Ce dernier ne reste pas bien longtemps dans la région et continue son chemin malgré les conditions météorologiques défavorables. Durant l'hiver de 1386-1387, il mène de nombreuses razzias en Karthli, Kakhétie et Héréthie, détruisant les églises locales, avant de quitter les frontières de la Géorgie pour monter au nord de l'actuel Azerbaïdjan et y décimer les populations chrétienne et païenne. Le royaume est alors dirigé de facto par Georges, qui est alors réfugié en Iméréthie. C'est à ce moment-là que Bagrat et sa femme décident de se convertir à l'islam et offrent de nombreux présents à Tamerlan, dont une côte de mailles d'un travail précieux qui aurait appartenu au roi David IV le Reconstructeur (r. 1089-1125). Le musulman, charmé par ces offrandes et appréciant l'acte de la famille royale, libère Bagrat V, la reine Anne et le prince David, qui sont renvoyés en liberté avec des présents en Géorgie.

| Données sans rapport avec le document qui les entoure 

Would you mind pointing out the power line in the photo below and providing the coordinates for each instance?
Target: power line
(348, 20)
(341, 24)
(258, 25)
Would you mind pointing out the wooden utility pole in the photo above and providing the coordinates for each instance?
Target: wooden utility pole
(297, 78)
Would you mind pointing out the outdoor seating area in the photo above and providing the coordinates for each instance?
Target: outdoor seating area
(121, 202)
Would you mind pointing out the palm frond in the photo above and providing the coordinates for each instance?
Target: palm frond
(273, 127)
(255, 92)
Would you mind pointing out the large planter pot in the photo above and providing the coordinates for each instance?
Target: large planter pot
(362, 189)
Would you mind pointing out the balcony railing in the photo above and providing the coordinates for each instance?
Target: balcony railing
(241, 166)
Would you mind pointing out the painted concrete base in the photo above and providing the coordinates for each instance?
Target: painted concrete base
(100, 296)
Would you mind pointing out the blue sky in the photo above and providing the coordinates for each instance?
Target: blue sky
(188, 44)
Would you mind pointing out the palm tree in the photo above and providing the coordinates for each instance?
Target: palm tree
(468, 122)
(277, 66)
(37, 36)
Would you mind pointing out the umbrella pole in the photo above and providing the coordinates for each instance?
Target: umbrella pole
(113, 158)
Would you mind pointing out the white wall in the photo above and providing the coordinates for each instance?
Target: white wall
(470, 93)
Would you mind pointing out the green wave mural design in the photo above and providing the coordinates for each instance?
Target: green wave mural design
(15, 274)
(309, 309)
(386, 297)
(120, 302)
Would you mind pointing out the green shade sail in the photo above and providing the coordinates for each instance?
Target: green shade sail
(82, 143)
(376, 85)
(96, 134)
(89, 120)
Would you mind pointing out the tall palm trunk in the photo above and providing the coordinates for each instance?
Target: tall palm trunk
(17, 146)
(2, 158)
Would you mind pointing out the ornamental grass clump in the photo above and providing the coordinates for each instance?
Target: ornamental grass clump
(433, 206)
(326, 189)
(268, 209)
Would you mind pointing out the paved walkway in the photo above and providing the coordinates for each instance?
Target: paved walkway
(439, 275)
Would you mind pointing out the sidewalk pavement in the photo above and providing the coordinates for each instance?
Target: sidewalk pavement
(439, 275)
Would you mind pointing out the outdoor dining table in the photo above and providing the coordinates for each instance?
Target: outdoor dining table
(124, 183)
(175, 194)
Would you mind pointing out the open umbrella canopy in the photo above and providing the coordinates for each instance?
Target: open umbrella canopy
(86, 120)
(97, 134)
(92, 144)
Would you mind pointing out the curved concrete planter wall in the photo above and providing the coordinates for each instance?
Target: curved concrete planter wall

Seconde invasion de Tamerlan
Tamerlan confie alors à son nouveau vassal une armée de 12 000 hommes pour assujettir la totalité du pays. Bagrat V parvient à faire massacrer cette troupe dans des combats contre les troupes géorgiennes commandées par son fils. Tamerlan furieux revient à Tiflis qu’il ravage de nouveau puis, rappelé en Orient par une révolte, il quitte précipitamment la Géorgie.
Fin de règne et mort
La Géorgie se relève lentement de cette catastrophe et le roi Bagrat V peut en 1392, après la mort de Georges Ier d'Iméréthie, regagner la suzeraineté sur le royaume d’Iméréthie, dont le dirigeant Alexandre Ier a mis à profit en 1387 les difficultés de la Géorgie pour recouvrer sa totale indépendance.
Selon la chronique géorgienne, « le roi Bagrat reprit alors la possession de ces états qu'il gouverna sagement et mourut peu après fidèle et repentant ». Son fils Georges VII lui succéda sur le trône.
Mariage et descendance
Bagrat V épouse successivement deux princesses de l’Empire de Trébizonde :
1) Hélène, morte de la peste en 1366, fille de l’empereur Basile Ier de Trébizonde :
2) en 1367 Anne (1357-1406), fille de l’empereur Alexis III de Trébizonde :
- Constantin Ier ;
- David Bagration (av. 1386-1465) ;
- Thamar, épouse d'Élis, prince Katchibadzé ;
- Olympia, épouse du prince Kakhader VI Chijavadzé.
Notes
Sources
- Cyrille Toumanoff, Manuel de généalogie et de chronologie pour le Caucase chrétien (Arménie, Géorgie, Albanie) [détail des éditions], p. 126.
- Alexandre Manvelichvili, Histoire de la Géorgie, Paris, Nouvelles Éditions de la Toison d'Or, 1951, 476 p., p. 243-244.
- Nodar Assatiani et Alexandre Bendianachvili, Histoire de la Géorgie [détail des éditions] [présentation en ligne].
- Marie-Félicité Brosset, Histoire de la Géorgie depuis l’Antiquité jusqu’au XIXe siècle, v. 1-7, Saint-Pétersbourg, 1848-58 (lire ce livre avec Google Books : [1], [2]), p. 650-664.